Turkey supports Ukraine's territorial integrity: Erdogan tells Zelenskyy

AP , Saturday 26 Mar 2022

Turkish President Recep Tayyip Erdogan spoke to Ukraine's Volodymyr Zelenskyy by telephone, discussing the situation in Ukraine and negotiations between Moscow and Kyiv, Erdogan's office said late Friday.

Turkey-Ukraine
A man rides a bicycle as black smoke rises from a fuel storage of the Ukrainian army following a Russian attack, on the outskirts of Kyiv, Ukraine, Friday, March 25, 2022. AP

Erdogan told his counterpart that he had raised Turkey's support for Ukrainian territorial integrity at a recent NATO summit, where he had relayed the diplomatic efforts made by Turkey in one-one-one meetings with other leaders, according to a statement from the Turkish presidency.

Ankara, which has close ties with both Russia and Ukraine, has positioned itself as a neutral party, seeking to facilitate negotiations between the warring sides.

Meanwhile, Russian forces in Ukraine appear to have shifted their focus from a ground offensive aimed at Kyiv to instead prioritizing what Moscow calls the liberation of the contested Donbas region, suggesting a new phase of the war.

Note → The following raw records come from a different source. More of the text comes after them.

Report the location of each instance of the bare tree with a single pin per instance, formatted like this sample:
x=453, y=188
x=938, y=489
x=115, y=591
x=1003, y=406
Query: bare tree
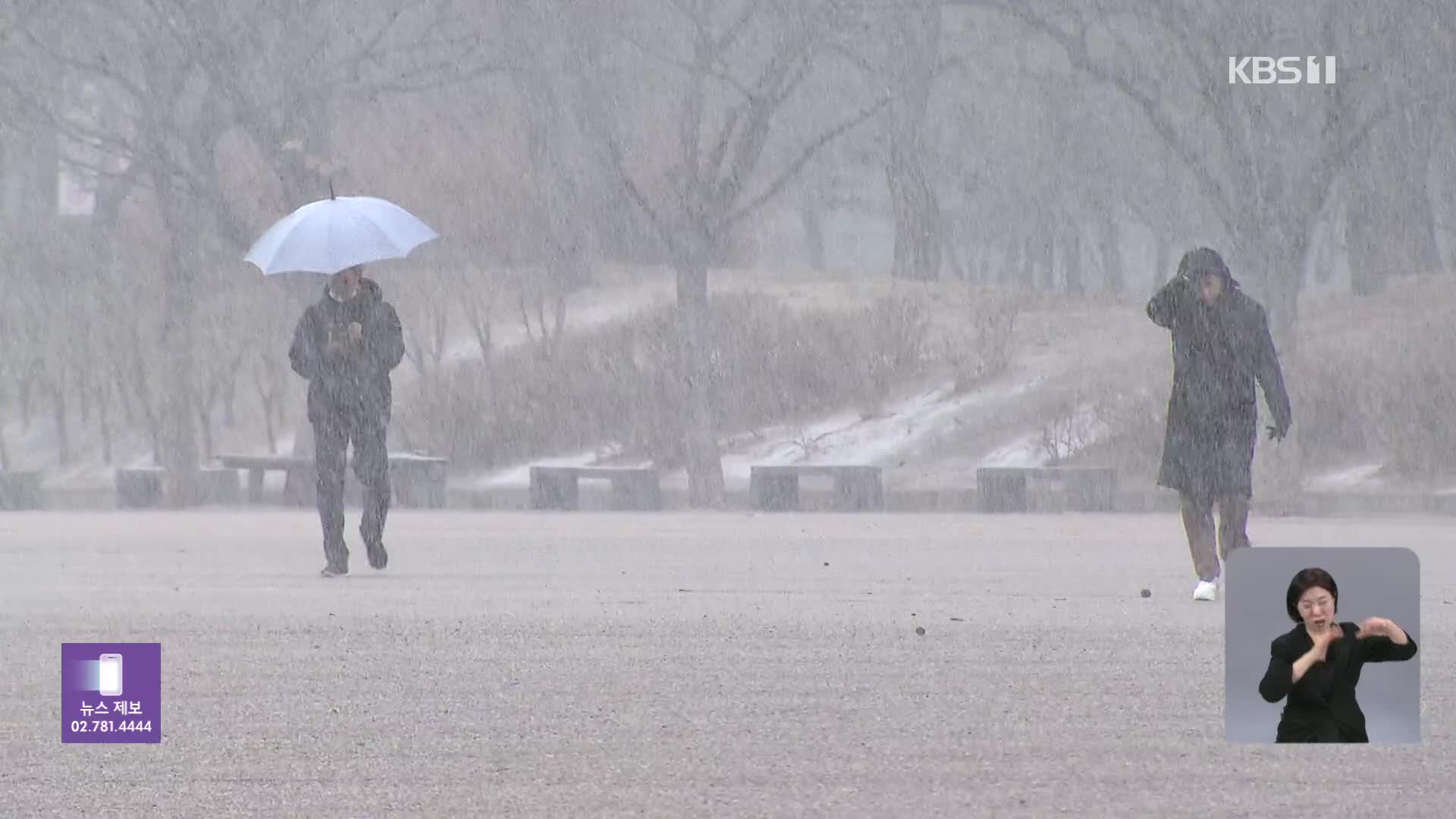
x=723, y=124
x=181, y=82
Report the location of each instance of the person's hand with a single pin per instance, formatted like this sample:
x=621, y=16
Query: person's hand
x=1375, y=627
x=1324, y=637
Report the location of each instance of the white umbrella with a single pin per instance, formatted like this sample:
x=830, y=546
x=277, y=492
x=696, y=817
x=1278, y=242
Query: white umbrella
x=335, y=234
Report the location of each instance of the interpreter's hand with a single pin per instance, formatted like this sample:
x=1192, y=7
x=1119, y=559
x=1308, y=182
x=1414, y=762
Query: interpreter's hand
x=1323, y=637
x=1375, y=627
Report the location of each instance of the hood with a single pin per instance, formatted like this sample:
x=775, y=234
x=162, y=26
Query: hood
x=370, y=292
x=1203, y=261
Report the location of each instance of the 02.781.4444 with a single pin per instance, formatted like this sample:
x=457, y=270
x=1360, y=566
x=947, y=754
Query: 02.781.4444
x=107, y=726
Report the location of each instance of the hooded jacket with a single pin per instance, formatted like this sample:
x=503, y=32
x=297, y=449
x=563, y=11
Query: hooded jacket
x=1219, y=353
x=348, y=378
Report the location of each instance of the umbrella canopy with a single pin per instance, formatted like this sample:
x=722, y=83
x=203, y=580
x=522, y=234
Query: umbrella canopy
x=335, y=234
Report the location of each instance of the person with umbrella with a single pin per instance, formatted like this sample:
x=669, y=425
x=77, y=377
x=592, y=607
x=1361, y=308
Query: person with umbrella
x=347, y=344
x=1222, y=346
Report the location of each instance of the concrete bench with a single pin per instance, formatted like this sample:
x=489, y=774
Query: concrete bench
x=632, y=487
x=1008, y=488
x=856, y=488
x=145, y=487
x=19, y=491
x=416, y=480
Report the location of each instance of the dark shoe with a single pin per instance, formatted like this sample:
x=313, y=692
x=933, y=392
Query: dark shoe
x=378, y=557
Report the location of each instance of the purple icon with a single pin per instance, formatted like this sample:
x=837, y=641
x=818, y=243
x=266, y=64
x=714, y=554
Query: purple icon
x=111, y=692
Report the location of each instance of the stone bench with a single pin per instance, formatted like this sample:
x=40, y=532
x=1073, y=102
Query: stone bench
x=145, y=487
x=632, y=487
x=416, y=482
x=19, y=491
x=856, y=488
x=1008, y=488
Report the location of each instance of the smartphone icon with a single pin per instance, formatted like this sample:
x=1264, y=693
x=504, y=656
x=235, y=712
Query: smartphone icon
x=109, y=675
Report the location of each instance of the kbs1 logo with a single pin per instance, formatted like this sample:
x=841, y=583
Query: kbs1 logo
x=1283, y=71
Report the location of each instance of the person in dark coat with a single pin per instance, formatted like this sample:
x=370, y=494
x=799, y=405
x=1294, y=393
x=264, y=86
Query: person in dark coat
x=1222, y=346
x=1316, y=665
x=347, y=344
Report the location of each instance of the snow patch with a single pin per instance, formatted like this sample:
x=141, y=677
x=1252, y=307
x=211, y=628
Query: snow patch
x=1347, y=479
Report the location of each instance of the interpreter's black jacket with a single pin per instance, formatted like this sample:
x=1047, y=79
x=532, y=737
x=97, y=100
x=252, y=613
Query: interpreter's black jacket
x=1321, y=706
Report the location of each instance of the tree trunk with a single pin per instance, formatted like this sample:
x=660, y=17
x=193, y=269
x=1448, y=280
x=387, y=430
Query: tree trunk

It appears too early to know whether this means President Vladimir Putin has scaled back his ambitions in Ukraine, but Russian military moves this week indicate a recognition of the surprisingly stout Ukrainian resistance. Russian-backed separatists have controlled part of the Donbas region of eastern Ukraine since 2014.

Ukrainian President Volodymyr Zelenskyy on Friday again appealed to Russia to negotiate an end to the war, but he said Ukraine would not agree to give up any of its territory for the sake of peace.

Putin's forces are under great strain in many parts of the country, and the United States and other countries are accelerating their transfer of arms and supplies to Ukraine. In recent days, U.S. officials have said they see evidence of Ukrainian defenders going on the offensive in a limited way in some areas.

Putting a positive face on it all, the deputy chief of the Russian general staff said his forces had largely achieved the ``main objectives'' of the first phase of what Moscow calls a ``special military operation'' in Ukraine.